With the prolonged isolation of both sick and well, positive COVID cases with hospitalizations are not the only numbers that have to be considered. Deaths of despair will soon be part of the death count, though there won’t be extra COVID funding coming for those lives.
Forced unemployment in double digits has placed Americans who would never in their lives expect to receive a government unemployment check out of work. Wait, they’re told, on the population centers to stabilize their case counts and hospitalization rates. Wait on some authority to allow “nonessential businesses” — the estimated 30.2 million sole proprietors or authentic small businesses that make up more than 98% of all businesses in the U.S. — to resume operations.
Remember the opioid epidemic? Deaths of despair were characteristic of the opioid crisis, because there is a a correlation between economic instability or collapse and the increase in illicit drug use and addiction. Hence, the opioid epidemic had part of its roots in economic distress. According to the National Institutes of Health, in 2017, there were 70,000 deaths due to opioid overdoses. America didn’t close its economy but there was a mounted response to intervene and reverse course, which happened to include improved economic opportunities for millions.
Yet today, some push a straw argument in efforts to marginalize the opposition in order to keep everything locked down. It goes like this: If you want to reopen the economy, you’re greedy and want people to die. Rhetorically, the question is posed, “How many deaths are too many before it’s time to close businesses again?”
It’s not just the out-of-work adults facing despair. The Wall Street Journal’s James Freeman records several reports of increased volume at the teen suicide hotline as a result of social and physical isolation combined with family pressures within the home.
Social determinants and adverse childhood events are buzzwords in the academic community, with massive efforts to reconstruct environments to end destructive behaviors into more favorable and thriving situations. Yet the harsh polarizing defenses employed to keep strict closures and the quarantine of all — well, vulnerable, sick, and healthy — runs counter to the very foundations of these priorities when addressing children and youth in physical and mental health by addressing a variety of factors, including family income and socialization.

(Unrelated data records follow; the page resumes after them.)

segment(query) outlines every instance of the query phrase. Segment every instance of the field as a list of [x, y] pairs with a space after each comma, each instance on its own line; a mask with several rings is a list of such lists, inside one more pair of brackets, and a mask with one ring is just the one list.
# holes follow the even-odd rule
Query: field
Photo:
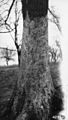
[[[51, 63], [49, 66], [54, 86], [61, 86], [58, 63]], [[4, 111], [10, 99], [15, 82], [18, 79], [18, 72], [18, 66], [0, 67], [0, 112]]]

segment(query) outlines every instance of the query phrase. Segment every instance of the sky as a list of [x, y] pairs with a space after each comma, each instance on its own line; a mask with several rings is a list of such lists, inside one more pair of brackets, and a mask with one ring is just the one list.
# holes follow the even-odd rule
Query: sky
[[[66, 120], [68, 119], [68, 0], [50, 0], [49, 6], [55, 6], [57, 13], [60, 16], [60, 25], [62, 33], [59, 33], [56, 26], [49, 23], [49, 44], [53, 45], [56, 39], [60, 40], [61, 49], [63, 54], [63, 60], [60, 66], [60, 74], [63, 85], [63, 91], [65, 93], [65, 111], [63, 114], [66, 115]], [[21, 26], [20, 26], [21, 29]], [[14, 42], [10, 34], [0, 34], [0, 46], [8, 46], [9, 48], [15, 49]], [[0, 61], [0, 64], [3, 62]], [[17, 63], [17, 56], [16, 56]]]
[[[68, 0], [50, 0], [50, 5], [55, 5], [60, 14], [60, 25], [62, 26], [62, 34], [60, 35], [63, 60], [60, 66], [60, 74], [64, 92], [64, 108], [63, 114], [68, 120]], [[54, 32], [50, 29], [50, 42]], [[52, 33], [51, 33], [52, 32]]]

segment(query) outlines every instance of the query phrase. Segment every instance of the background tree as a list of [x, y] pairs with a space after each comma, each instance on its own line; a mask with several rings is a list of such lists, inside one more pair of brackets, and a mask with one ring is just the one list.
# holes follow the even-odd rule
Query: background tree
[[0, 58], [6, 60], [7, 66], [8, 66], [9, 61], [14, 61], [13, 57], [15, 56], [15, 51], [10, 50], [8, 48], [3, 48], [1, 50], [1, 54], [2, 54], [2, 57]]
[[59, 63], [62, 60], [62, 50], [59, 41], [55, 41], [54, 47], [49, 47], [49, 62]]

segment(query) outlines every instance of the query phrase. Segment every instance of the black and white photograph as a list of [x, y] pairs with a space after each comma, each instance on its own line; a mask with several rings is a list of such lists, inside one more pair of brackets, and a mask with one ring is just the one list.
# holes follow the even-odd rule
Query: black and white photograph
[[0, 120], [68, 120], [68, 0], [0, 0]]

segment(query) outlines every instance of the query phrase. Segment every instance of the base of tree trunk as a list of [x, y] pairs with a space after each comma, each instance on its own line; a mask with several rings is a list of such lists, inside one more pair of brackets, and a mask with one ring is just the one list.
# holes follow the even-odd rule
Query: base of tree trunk
[[19, 79], [5, 120], [52, 120], [53, 109], [57, 107], [55, 103], [52, 107], [53, 101], [62, 102], [56, 92], [48, 64], [47, 18], [26, 19]]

There was a need to understand this virus — its transmission and presentation — and to have a temporary intervention to contain and mitigate its spread. This virus from Wuhan is here to stay. But keeping businesses closed, workers unemployed, and government printing and borrowing money is neither sustainable nor healthy for adults, teens, or families. Yes, isolation kills. But it kills more than the viral transmission of a pathogen. It also kills an individual’s well-being through work, self-reliance, community, and ability to support a family.
The poison of political hatred, however, will cause a significant truth to be missed or dismissed: There’s a mountain of data and research demonstrating a wealth-health connection tying economic growth and work directly to better health and well-being.